Dean Landy, Urban Design Partner, said, “Designing our studio at Melbourne Connect allowed us to apply some of the urban design thinking we use to create inclusive, healthy, walkable communities with our clients and stakeholders.“ The fit-out retains central lift and stairwell cores, introduces a public-facing ‘town square’ reception zone to the south and internal ‘town hall’ kitchenette zone to the north, and links these via streetscapes and laneways of flexible spaces for collaboration and focused work. At the edge of the floorplate, an expansive, versatile kitchen is the social heart of the design. Like sector workspaces linked by five collaborative zones, it shares energising light and stunning city views with everyone.

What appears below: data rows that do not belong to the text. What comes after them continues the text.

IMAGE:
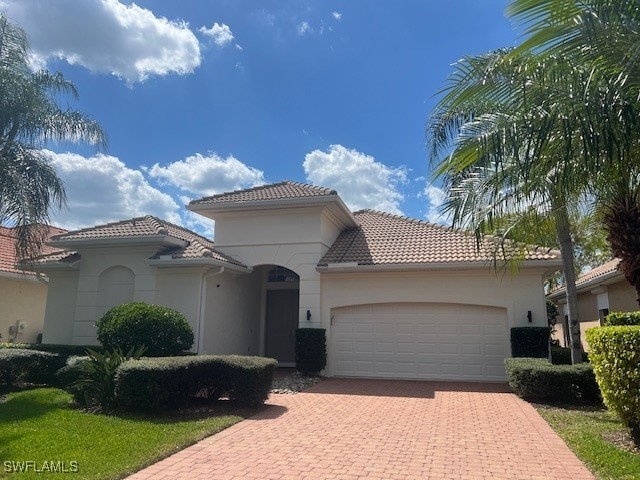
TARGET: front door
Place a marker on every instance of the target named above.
(282, 320)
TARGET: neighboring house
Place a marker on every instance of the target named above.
(600, 291)
(23, 294)
(398, 297)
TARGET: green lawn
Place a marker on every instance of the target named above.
(43, 427)
(582, 429)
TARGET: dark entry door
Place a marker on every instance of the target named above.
(282, 320)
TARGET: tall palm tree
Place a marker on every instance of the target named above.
(516, 127)
(30, 118)
(604, 35)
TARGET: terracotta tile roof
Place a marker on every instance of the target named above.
(8, 258)
(276, 191)
(383, 238)
(196, 246)
(605, 269)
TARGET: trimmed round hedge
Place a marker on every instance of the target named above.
(162, 330)
(615, 355)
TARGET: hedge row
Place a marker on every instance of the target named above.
(162, 383)
(538, 380)
(19, 365)
(615, 354)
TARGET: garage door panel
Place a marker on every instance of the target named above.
(430, 341)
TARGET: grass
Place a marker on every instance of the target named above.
(42, 425)
(582, 428)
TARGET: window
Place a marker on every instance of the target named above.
(281, 274)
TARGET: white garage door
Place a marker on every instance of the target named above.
(420, 340)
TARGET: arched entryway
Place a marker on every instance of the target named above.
(282, 306)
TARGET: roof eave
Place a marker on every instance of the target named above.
(210, 209)
(469, 265)
(604, 279)
(27, 275)
(164, 240)
(193, 262)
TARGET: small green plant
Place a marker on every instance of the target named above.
(615, 355)
(311, 350)
(530, 342)
(163, 330)
(537, 379)
(96, 385)
(621, 318)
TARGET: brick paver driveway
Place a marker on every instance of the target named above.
(378, 429)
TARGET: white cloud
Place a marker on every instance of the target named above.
(360, 180)
(208, 175)
(220, 34)
(102, 189)
(303, 28)
(106, 36)
(436, 197)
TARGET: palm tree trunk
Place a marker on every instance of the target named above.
(563, 231)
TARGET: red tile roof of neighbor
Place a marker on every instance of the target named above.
(196, 246)
(606, 269)
(384, 238)
(276, 191)
(8, 258)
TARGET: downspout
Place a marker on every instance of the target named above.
(203, 301)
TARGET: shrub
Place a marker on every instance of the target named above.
(562, 356)
(70, 373)
(162, 330)
(615, 355)
(96, 382)
(621, 318)
(538, 380)
(19, 365)
(155, 384)
(311, 350)
(530, 342)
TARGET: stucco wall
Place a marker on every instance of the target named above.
(232, 321)
(180, 289)
(517, 294)
(61, 307)
(22, 299)
(622, 297)
(294, 238)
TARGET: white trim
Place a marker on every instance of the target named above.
(167, 240)
(355, 267)
(185, 262)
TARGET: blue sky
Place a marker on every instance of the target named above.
(200, 97)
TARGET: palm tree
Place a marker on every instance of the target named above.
(604, 35)
(30, 118)
(516, 127)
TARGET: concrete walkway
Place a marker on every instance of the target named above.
(377, 429)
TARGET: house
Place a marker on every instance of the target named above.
(23, 294)
(398, 297)
(602, 290)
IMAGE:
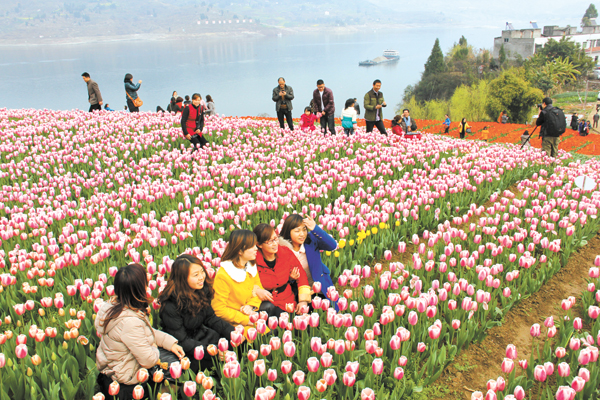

Spatial planning exemplifies ClarkeHopkinsClarke’s practice values and distinctive urban design methodology, Creating Vibrant Communities. The public-facing town square reception zone invites collaborators into the creative processes via eight diverse, mainly transparent front-of-house spaces for meetings, focused work, boardroom discussions, workshops, exhibitions, Zoom and VR. ”As we outgrew our Collingwood studio we`d had to sacrifice a number of collaboration spaces,“ Dean said. ”Here we`ve embedded them throughout and used extensive glazing to make the creative process transparent.” The kitchen’s communal tables, booths and breakouts connect people for socialising, presentations, dining, events and table tennis tournaments (a beloved tradition).
The precinct requires tenants to meet stringent compliance targets for operations, design, materials and fittings. Interiors Associate Michelle Cavicchiolo said the designers drew on their experience specifying high-ESD products on projects and meeting its Climate Active, carbon neutral and BCorp certifications. Exemplar suppliers and innovative materials include Paperock composite benchtops and splashbacks made from paper, and laminate panelling from closed loop manufacturing specialists Polytec.
“We used a neutral materials palette that compliments the base build, accented with warm timbers and terracotta tones,” Michelle said. “And we worked with regular collaborators to create custom features that express who we are and what we value. For example, we worked with Jonik to custom design storage and shelving units with integrated planters, which we`ve filled with lush plants as a nod to the internal courtyard and garden we loved about our Collingwood studio. We also commissioned porcelain artist Colin Hopkins, the son of one of our founding Partners, to create a beautiful feature light for our front-of-house collaboration zone. He responded with a delicate, expressive pendant inspired by loosely hand- rolled drawings, which works beautifully here.”